The total economic impact during construction is estimated to be $845,000.
“There is a risk in any industry in which we invest that it may not be successful,” Van Horn said. “I don’t care what the business may be. It’s never a guarantee. But there’s no reason to think Splash Kingdom won’t be successful here.”
Blevins has said Nacogdoches residents visit Splash Kingdom in other cities, and that people generally drive about two hours to get to the parks. Here, the park is expected to draw 40,000 people annually from outside Nacogdoches, according to the economicimpact report. That number is projected to increase each year by 5 percent. Admission to the Nacogdoches park would cost $16.95. For people who live inside the city limits, they could purchase tickets at City Hall for $12.95. Annual passes would also be available, and the park would offer private rentals to organizations, businesses and churches.

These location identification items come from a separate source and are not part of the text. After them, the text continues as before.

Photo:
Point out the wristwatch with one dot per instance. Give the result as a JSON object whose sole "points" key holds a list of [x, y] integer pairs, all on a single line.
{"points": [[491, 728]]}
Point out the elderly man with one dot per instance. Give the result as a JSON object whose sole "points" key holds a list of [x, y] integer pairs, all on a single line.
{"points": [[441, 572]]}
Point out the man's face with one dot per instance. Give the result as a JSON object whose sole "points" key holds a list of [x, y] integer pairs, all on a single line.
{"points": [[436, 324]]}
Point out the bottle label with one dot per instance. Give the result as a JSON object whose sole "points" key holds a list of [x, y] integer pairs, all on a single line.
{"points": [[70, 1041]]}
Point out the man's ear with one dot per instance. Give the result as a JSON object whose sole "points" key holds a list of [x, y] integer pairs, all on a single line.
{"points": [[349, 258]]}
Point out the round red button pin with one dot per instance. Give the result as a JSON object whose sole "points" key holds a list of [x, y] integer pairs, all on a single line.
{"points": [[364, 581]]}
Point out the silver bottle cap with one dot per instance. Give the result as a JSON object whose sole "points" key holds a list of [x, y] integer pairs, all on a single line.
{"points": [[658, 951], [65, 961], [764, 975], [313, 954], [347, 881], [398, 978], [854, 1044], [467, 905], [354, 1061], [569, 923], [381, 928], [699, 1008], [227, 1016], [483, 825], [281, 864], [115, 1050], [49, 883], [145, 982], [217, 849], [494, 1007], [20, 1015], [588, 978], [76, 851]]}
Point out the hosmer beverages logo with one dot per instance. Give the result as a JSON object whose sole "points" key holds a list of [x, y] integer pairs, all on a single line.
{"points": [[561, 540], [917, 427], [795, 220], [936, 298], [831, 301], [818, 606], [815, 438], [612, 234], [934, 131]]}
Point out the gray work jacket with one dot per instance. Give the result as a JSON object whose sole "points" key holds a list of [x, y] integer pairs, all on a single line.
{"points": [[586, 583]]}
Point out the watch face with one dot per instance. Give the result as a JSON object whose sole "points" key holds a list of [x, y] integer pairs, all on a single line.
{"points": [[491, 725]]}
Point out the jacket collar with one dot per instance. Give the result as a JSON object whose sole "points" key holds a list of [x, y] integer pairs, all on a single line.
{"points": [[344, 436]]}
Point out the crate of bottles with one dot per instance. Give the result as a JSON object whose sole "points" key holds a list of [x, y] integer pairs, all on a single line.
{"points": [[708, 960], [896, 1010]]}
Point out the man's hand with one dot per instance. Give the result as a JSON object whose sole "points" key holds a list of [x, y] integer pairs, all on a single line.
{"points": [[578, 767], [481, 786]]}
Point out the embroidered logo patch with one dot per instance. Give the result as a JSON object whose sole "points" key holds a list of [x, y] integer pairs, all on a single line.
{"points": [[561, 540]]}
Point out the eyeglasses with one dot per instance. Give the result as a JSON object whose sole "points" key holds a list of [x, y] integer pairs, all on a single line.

On Aug. 5, residents are encouraged to attend the Nacogdoches City Council meeting so they may offer their opinions on the Splash Kingdom contract.
“We will have a full open meeting,” Van Horn said. “We are not going to debate the public but we will listen to their ideas and thoughts and look at the contract before the city council votes. Open discussion in an open meeting is not required by law, but I always encourage it. There’s been no intent to be secretive or try to fool people. Our city council has always been open.”
During the meeting, Windham is expected to present Impact DataSource’s report.
“We could get a $6 million project that costs the city $180,000 and a piece of land,” Van Horn said. “That is a bargain by anybody’s definition.”
The Nacogdoches City Council meeting is scheduled for 5:30 p.m., at 202 E. Pilar St.